The British at that time officially considered the international salute to be 21 guns and the United States adopted the 21-gun and “Gun for Gun Return” Aug. 17, 1875. Previous to that time, the United States’ national salute was one gun for each state.
   
“Taps” is an American call, composed by the Union Army’s Brig. Gen. Daniel Butterfield while in camp at Harrison’s Landing, Va., in 1862.
   
Butterfield wrote the call to replace the earlier call to lights out — “Tattoo” — which he thought too formal. The call soon became known as “Taps,” because it was often tapped out on a drum in the absence of a bugler.
   
Before the year was out, sounding “Taps” became the practice in Northern and Southern camps. The call was officially adopted by the U.S. Army in 1874.

Col.

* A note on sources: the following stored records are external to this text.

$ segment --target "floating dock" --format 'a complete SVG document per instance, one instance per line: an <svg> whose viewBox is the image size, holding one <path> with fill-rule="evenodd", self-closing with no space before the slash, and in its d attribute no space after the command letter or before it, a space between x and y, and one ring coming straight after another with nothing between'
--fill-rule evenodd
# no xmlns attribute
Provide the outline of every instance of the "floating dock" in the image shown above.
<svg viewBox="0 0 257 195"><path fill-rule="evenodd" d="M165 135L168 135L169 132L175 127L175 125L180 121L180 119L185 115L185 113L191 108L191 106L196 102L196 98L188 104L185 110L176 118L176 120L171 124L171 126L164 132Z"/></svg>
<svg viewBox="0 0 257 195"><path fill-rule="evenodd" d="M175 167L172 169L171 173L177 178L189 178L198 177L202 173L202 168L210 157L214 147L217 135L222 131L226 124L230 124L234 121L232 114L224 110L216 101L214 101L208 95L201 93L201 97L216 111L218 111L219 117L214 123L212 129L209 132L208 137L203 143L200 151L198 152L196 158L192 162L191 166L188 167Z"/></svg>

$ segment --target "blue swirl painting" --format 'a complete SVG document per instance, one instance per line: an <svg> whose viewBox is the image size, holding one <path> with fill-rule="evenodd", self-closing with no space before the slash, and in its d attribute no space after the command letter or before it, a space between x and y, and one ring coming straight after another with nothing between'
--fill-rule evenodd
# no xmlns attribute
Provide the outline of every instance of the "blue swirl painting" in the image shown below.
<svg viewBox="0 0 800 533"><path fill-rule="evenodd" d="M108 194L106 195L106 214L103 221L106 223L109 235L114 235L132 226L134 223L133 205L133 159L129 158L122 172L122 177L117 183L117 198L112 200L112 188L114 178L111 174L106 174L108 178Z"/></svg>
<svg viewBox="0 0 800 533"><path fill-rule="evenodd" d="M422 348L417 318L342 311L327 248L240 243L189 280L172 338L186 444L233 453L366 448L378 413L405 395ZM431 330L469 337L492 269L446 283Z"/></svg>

James A. Moss, in his “Officer’s Manual” first published in 1911, gives this account of the initial use of “Taps” at a military funeral:
   
“During the Peninsular Campaign in 1862, a soldier of Tidball’s Battery A of the 2nd Artillery was buried at a time when the battery occupied an advanced position concealed in the woods,” Moss wrote in his manual.
   
“It was unsafe to fire the customary three volleys over the grave, on account of the proximity of the enemy, and it occurred to Capt. Tidball that the sounding of “Taps” would be the most appropriate ceremony that could be substituted.
   
“The custom, thus originated, was taken up throughout the Army of the Potomac and finally confirmed by orders,” he finished.
   
(U.S. Army Military District of Washington, www.mdw.army.mil.)